A gas storage container in an ordinary chemical laboratory measures 4.9 cm wide and 20 cm high. The label reads: N2 gas with pressure of 16.7 atm. If the cylinder is opened in the gas allowed to escape into a large, empty plastic bag, what will be the final volume of nitrogen gas, including what’s collected in the plastic bag and what’s left over in the cylinder write your answer in liters and round to two significant digits.
To find the final volume of nitrogen gas, we need to calculate the sum of the volume of gas collected in the plastic bag and the remaining volume in the cylinder.
First, we need to convert the dimensions of the cylinder to volume. The volume of a cylinder can be calculated using the formula: V = πr^2h, where V is the volume, r is the radius, and h is the height.
Given that the width of the cylinder is 4.9 cm, we can divide it by 2 to get the radius: r = 4.9 cm / 2 = 2.45 cm = 0.0245 m.
The height of the cylinder is 20 cm = 0.20 m.
Calculating the volume of the cylinder: V_cylinder = π(0.0245 m)^2 * 0.20 m = 9.47 * 10^(-4) m^3.
Next, we need to convert the pressure from atm to Pascal (Pa). 1 atm is approximately equal to 101325 Pa.
Pressure of nitrogen gas = 16.7 atm * 101325 Pa/atm = 1.689355 * 10^6 Pa.
To find the number of moles of nitrogen gas, we can use the ideal gas law equation: PV = nRT, where P is the pressure, V is the volume, n is the number of moles, R is the gas constant, and T is the temperature (which is assumed constant in this case).
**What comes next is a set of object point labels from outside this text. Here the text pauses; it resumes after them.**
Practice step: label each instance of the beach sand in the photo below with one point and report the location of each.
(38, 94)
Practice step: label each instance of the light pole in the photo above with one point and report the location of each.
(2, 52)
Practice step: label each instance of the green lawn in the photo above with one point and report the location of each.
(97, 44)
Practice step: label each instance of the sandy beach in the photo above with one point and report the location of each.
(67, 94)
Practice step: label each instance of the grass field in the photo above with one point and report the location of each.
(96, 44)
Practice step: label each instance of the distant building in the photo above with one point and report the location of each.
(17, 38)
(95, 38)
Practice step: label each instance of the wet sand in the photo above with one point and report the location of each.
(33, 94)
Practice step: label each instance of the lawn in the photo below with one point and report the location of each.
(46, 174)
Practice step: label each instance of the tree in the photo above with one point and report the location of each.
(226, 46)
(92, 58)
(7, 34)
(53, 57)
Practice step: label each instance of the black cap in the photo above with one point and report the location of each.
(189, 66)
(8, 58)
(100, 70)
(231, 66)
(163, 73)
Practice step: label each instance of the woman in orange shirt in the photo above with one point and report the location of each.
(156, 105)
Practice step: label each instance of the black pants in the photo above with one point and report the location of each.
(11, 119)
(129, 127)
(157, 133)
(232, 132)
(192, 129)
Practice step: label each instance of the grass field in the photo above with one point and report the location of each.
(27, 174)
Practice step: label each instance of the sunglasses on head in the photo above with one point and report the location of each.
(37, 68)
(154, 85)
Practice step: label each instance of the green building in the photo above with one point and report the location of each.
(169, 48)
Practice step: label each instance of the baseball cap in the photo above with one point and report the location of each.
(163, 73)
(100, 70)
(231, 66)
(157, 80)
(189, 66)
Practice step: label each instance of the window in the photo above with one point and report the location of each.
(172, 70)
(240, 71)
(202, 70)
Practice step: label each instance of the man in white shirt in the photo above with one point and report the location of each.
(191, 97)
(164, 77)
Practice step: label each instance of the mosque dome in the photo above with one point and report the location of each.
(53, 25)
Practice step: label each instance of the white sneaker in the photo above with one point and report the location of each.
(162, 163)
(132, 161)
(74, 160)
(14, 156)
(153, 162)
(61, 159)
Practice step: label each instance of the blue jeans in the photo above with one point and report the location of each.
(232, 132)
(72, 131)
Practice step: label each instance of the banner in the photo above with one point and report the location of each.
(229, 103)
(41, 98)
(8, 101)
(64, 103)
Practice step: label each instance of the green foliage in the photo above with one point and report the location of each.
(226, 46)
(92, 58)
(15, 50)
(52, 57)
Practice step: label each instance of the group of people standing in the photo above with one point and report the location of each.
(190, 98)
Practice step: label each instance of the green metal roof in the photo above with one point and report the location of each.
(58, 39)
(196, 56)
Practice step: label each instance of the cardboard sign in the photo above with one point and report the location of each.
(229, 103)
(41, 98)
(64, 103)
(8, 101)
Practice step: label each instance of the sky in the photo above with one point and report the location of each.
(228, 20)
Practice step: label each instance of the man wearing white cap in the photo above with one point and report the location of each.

Since we are only interested in the volume and not the number of moles, we can rearrange the equation to solve for V:
V = (nRT) / P.
Since the temperature and the gas constant are constant, we can rewrite the equation as:
V ∝ n.
This means that the volume is directly proportional to the number of moles of gas.
If we assume that the temperature and the number of moles of the gas do not change when the cylinder is opened and the gas is allowed to escape, then the final volume of nitrogen gas will be the sum of the volume in the plastic bag and the volume remaining in the cylinder.
Now, let's assume that when the gas is allowed to escape, the volume in the plastic bag increases while the volume in the cylinder decreases. We can represent the final volume of nitrogen gas as:
V_final = V_plastic bag + V_cylinder.
Since the volume is directly proportional to the number of moles of gas, we can assume that the final number of moles of nitrogen gas will be the same as the initial number of moles.
V_final ∝ n.
Therefore, V_final is directly proportional to the initial volume.
Similarly, the initial volume of nitrogen gas is given by:
V_initial = V_cylinder.
Substituting the values we've calculated earlier:
V_initial = 9.47 * 10^(-4) m^3.
Therefore:
V_final = V_plastic bag + V_cylinder
= V_initial + V_cylinder
= 9.47 * 10^(-4) m^3 + 9.47 * 10^(-4) m^3
= 1.894 * 10^(-3) m^3.
Finally, we need to convert the volume from cubic meters to liters. There are 1000 liters in 1 cubic meter.
1.894 * 10^(-3) m^3 * 1000 L/m^3 = 1.894 L.
Therefore, the final volume of nitrogen gas, including what's collected in the plastic bag and what's left over in the cylinder, is approximately 1.89 liters, rounded to two significant digits.